Explore the client’s history for modifiable risk factors, including smoking, hypertension, obesity, sedentary lifestyle, stress, diabetes mellitus. Also assess for nonmodificable risk factors, including heredity, gender and age.

Physical Examination
Inspection. An adequate supply of arterial blood to the extremities produces normal appearing skin and nails and good tissue healing.
• Assess skin color and temperature changes
• Coolness, possibly indicting deficient blood supply
• Pallor, associated with diminished blood supply
• Blenching, which may indicate diminished arterial pressure in a body part
• Rubor, which may occur with chronic ischemia
• Cyanosis, resulting from insufficient blood oxygen and if localized, indicating poor circulation in that area.
• Necrosis and ulceration, which can occur in arterial and venous disorders, with symptoms depending on cause.
• Assess for muscle atrophy and loss of strength and joint mobility, which occurs in chronic ischemia.

Palpation. Measure pulse volume using the peripheral pulse grading system: 0 (absent); 1+ (weak); 2+ (normal); 3+ (full); 4+ (bounding)

• Assess for bruits, which are heard most easily during systole, pitch correlates with degree of stenosis.
• Assess capillary refill time, which indicates peripheral perfusion and cardiac output; acceptable time is lesthan 3 seconds.
• Measure blood pressure, using the standard arm pressure measurement and ankle-arm index (i.e. ankle systolic pressure divided by arm systolic pressure). A normal ankle-arm index is greater than 1. An ankle-arm index of 0.5 to 0.8 indicates moderate outflow disease; an ankle-arm index of less than -.5 indicates severe outflow disease.

• Laboratory and diagnostic studies
• Doppler ultrasound is a simple, inexpensive, highly reliable procedure used to obtain qualitative and quantitative information electronically about blood flow in arteries or veins.
• Plethysmography is a procedure involving measurable changes in calf volume that correspond to changes in blood volume.
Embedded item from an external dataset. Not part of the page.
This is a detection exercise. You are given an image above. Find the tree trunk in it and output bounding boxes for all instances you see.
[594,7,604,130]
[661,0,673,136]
This test procedure is used to assess changes in venous volume and carotid artery blood flow.
• The treadmill test is an exercise test done to evaluate total extremity blood flow after exercise and to detect pain occurring with exercise or signs of activity intolerance, such as shortness of breath.
• Digital subtraction angiography or digital IV angiography is a radiologic technique that uses an image-intensifier video system to display vessels on a television monitor.
• Phleboraphy (venography) is a procedure involving radiographic visualization of veins after injection of contrast medium.
• Angiography is a procedure involving radiologic visualization of arteries after injection of contrast medium.